As a member of the Flint Public Health Youth Academy, she assisted in the planning of public awareness campaigns on issues such as gun violence and how racism impacts public health.

“I wanted to be surrounded by people who weren’t going to cover up the whole fact that people are still having problems,” Sima remarked. “I was able to … share my life (with) anybody else who’s going through what I’m going through.”

She complained a decade ago that drinking water made her stomach pain. Her mother insisted that it would help Sima’s body flush out the medication she was taking for an autoimmune disease, which was causing her hair to come out in sections and leaving her skin with light blotches.

Residents began reporting skin rashes and complaints about discolored, odorous, and foul-tasting water shortly after the city began drawing from the Flint River to save money before it could connect to a new Lake Huron pipeline. However, they were told that everything was alright.

Sima claimed she was unaware of the issues until one of her elementary school classmates, Mari Copeny, a 7-year-old beauty pageant winner known as Little Miss Flint, started protesting. Mari became the crisis’s face, and she continues to raise awareness of environmental justice concerns among her almost 200,000 Instagram followers, as well as funds for water filters that she distributes in communities around the United States.

“I want to keep on using my voice to spread awareness about the Flint water crisis because it’s not just Flint that has a water crisis,” Mari went on to say. “America has a water crisis.”

Almost a year and a half after Flint made the transition, homeowners dissatisfied with the water quality contacted an expert, who discovered excessive lead levels caused by the city’s inability to add chemicals that prevent pipe corrosion. State officials had stated that these were superfluous.

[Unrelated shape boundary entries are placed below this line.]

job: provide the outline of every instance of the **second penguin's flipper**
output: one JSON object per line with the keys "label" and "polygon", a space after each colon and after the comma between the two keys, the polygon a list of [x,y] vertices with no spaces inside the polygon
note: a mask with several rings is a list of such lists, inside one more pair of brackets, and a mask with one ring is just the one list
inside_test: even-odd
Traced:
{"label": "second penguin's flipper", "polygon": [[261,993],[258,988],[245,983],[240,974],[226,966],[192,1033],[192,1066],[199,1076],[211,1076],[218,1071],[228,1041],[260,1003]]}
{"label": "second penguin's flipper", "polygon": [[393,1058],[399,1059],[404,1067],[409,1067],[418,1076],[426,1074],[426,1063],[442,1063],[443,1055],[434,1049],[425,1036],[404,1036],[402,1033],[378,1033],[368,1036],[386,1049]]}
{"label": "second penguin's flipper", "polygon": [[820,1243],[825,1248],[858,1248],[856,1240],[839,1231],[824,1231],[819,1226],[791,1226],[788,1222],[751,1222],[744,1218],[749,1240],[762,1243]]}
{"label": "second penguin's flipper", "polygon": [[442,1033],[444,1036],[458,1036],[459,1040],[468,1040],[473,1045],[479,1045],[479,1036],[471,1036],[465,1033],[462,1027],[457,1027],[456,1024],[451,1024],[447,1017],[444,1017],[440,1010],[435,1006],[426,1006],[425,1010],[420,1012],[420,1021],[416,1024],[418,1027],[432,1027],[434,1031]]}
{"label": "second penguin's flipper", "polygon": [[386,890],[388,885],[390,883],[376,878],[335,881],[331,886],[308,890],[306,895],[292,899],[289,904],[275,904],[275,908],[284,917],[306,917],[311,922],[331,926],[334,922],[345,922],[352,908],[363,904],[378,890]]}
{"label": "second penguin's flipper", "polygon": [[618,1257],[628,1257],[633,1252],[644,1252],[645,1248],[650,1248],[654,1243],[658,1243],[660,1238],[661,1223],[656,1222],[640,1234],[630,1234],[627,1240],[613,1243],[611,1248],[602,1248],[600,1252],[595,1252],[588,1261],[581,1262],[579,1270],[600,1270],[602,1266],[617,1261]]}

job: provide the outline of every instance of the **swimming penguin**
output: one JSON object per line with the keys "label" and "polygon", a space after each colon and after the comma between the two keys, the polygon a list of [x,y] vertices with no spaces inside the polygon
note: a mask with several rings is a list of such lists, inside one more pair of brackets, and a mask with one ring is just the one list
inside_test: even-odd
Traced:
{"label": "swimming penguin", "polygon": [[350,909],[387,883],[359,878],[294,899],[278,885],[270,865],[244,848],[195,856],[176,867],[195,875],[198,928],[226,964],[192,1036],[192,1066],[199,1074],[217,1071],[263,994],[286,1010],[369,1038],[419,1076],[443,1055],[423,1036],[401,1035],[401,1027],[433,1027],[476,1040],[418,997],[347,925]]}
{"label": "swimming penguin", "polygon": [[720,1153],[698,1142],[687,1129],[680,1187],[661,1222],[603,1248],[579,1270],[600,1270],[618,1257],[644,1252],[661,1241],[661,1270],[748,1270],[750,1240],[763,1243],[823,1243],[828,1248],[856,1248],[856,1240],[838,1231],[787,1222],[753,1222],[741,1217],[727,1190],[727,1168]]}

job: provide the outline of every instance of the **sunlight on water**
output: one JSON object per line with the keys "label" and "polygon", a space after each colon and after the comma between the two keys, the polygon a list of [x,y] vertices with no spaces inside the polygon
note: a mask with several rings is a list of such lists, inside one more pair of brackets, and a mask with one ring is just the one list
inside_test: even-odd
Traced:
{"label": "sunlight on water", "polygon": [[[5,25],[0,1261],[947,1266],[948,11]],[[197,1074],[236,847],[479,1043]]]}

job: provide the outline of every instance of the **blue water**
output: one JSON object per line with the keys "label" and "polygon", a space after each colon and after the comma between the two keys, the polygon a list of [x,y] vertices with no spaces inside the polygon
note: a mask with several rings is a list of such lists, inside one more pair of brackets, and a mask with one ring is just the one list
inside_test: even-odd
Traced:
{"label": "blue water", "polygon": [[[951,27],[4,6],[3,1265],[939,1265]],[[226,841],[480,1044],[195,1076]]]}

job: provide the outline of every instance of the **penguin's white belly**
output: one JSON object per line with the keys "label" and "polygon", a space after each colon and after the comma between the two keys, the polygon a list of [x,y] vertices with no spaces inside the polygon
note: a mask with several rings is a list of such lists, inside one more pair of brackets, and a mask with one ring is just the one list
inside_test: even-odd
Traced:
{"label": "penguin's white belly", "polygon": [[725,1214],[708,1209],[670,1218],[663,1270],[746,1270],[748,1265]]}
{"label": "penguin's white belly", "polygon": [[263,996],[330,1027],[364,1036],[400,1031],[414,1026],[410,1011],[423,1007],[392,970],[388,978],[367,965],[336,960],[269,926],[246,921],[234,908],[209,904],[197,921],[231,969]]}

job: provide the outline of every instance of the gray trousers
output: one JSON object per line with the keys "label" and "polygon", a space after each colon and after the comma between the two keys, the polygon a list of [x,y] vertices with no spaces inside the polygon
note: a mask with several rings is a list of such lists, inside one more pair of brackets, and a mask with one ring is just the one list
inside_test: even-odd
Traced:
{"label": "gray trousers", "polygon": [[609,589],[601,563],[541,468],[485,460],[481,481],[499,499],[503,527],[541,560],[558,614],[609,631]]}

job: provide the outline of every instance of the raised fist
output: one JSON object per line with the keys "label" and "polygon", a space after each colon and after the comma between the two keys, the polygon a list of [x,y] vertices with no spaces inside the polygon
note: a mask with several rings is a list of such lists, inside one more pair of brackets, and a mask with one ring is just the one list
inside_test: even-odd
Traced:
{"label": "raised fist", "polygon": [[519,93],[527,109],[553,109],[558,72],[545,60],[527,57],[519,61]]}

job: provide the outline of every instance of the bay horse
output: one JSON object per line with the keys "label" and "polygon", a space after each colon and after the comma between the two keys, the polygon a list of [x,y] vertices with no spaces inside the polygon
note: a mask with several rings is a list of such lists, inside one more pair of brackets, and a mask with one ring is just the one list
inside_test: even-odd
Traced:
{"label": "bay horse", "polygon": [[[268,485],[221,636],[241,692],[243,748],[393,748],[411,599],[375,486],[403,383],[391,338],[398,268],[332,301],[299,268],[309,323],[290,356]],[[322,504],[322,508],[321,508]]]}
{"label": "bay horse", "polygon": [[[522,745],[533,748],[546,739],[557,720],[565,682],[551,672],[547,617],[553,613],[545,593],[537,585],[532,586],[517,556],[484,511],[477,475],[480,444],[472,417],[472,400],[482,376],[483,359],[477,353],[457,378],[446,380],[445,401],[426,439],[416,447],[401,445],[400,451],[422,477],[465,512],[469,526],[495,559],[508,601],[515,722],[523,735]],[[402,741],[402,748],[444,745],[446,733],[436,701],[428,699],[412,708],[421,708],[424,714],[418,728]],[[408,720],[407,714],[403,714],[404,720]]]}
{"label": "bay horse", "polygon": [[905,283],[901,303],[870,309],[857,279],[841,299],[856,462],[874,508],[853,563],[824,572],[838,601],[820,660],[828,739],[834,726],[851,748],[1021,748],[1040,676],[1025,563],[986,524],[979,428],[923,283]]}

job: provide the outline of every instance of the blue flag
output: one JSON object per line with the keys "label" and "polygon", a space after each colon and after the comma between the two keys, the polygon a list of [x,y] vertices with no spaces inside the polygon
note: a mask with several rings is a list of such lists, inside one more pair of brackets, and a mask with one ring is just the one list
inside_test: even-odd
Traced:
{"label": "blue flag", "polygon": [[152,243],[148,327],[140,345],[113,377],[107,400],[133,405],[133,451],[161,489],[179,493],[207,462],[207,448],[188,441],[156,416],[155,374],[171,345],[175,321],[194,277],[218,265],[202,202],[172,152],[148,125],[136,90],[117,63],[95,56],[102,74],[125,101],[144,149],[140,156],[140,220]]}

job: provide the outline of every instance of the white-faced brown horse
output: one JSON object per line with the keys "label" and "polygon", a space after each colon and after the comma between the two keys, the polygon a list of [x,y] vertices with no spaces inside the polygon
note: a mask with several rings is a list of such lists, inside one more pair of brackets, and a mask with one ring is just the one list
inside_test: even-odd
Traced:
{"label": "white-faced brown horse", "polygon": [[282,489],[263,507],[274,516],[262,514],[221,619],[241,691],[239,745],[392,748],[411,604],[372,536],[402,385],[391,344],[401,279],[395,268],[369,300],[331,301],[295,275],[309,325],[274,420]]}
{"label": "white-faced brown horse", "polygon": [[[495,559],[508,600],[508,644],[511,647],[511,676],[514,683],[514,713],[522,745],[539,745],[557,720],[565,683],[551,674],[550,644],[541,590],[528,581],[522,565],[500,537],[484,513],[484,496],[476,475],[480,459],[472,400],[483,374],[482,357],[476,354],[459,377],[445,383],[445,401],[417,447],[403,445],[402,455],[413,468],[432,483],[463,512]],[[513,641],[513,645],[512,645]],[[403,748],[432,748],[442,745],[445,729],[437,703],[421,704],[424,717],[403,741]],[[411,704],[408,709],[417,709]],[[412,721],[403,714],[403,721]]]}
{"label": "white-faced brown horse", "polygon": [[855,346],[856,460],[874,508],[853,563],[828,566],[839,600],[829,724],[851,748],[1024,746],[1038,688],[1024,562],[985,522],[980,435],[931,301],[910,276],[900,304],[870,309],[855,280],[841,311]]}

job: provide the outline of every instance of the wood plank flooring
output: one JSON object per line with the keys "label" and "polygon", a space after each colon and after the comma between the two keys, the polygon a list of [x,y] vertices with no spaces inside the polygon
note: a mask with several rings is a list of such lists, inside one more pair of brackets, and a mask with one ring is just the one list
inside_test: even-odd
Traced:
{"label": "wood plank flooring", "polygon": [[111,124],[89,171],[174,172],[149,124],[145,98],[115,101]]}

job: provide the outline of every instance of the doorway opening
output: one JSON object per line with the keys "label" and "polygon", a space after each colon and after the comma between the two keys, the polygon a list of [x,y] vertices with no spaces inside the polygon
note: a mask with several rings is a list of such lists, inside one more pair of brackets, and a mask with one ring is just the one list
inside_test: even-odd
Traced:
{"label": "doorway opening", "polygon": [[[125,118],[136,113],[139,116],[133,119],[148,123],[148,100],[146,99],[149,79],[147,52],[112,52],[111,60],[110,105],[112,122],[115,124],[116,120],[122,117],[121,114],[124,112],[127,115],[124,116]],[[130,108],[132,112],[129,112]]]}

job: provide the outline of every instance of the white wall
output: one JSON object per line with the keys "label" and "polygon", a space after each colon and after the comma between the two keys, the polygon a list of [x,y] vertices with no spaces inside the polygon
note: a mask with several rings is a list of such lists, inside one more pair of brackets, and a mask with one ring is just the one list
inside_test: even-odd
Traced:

Around the same time, a pediatrician observed that levels in children’s blood had doubled since the changeover.

Outbreaks of Legionnaire’s disease, which resulted in a dozen deaths, were eventually traced to the city’s water supply.

Flint reconnected to its previous water line shortly thereafter, but the pipes continued to leak lead. The state gave households filters and bottled water.

Lead is a strong neurotoxin that can harm children’s brains and neurological systems, impairing learning, behavior, hearing, and speaking. There is no safe level of exposure throughout childhood, and issues can appear years later.

Dionna Brown, who was 14 when the water crisis started, grew interested in lobbying after taking an environmental inequality class at Howard University. She’s now building her life around it, pursuing a master’s degree in sociology at Wayne State University with the goal of becoming an environmental justice lawyer.

flint

AP – VOR News Image

Children Of Flint Water Crisis Make Change As Young Environmental And Health Activists

She is also the national director of Young, Gifted & Green’s youth environmental justice initiative, which was previously known as Black Millennials for Flint and was formed by Washington advocates to help Flint recover from the disaster.

Every year, Brown hosts a two-week summer environmental justice camp in Flint to educate youth about policy, climate justice, sustainability, and housing inequality. She also works with children in Baltimore and Memphis.

She claimed that the Flint water crisis strengthened the children’s resilience.

“I tell people all the time: I’m a child of the Flint water crisis,” Brown added. “I love my city. And we made it clear to the world that you couldn’t just poison a city and expect people to forget about it.”

SOURCE – (AP)

Kiara Grace is a staff writer at VORNews, a reputable online publication. Her writing focuses on technology trends, particularly in the realm of consumer electronics and software. With a keen eye for detail and a knack for breaking down complex topics.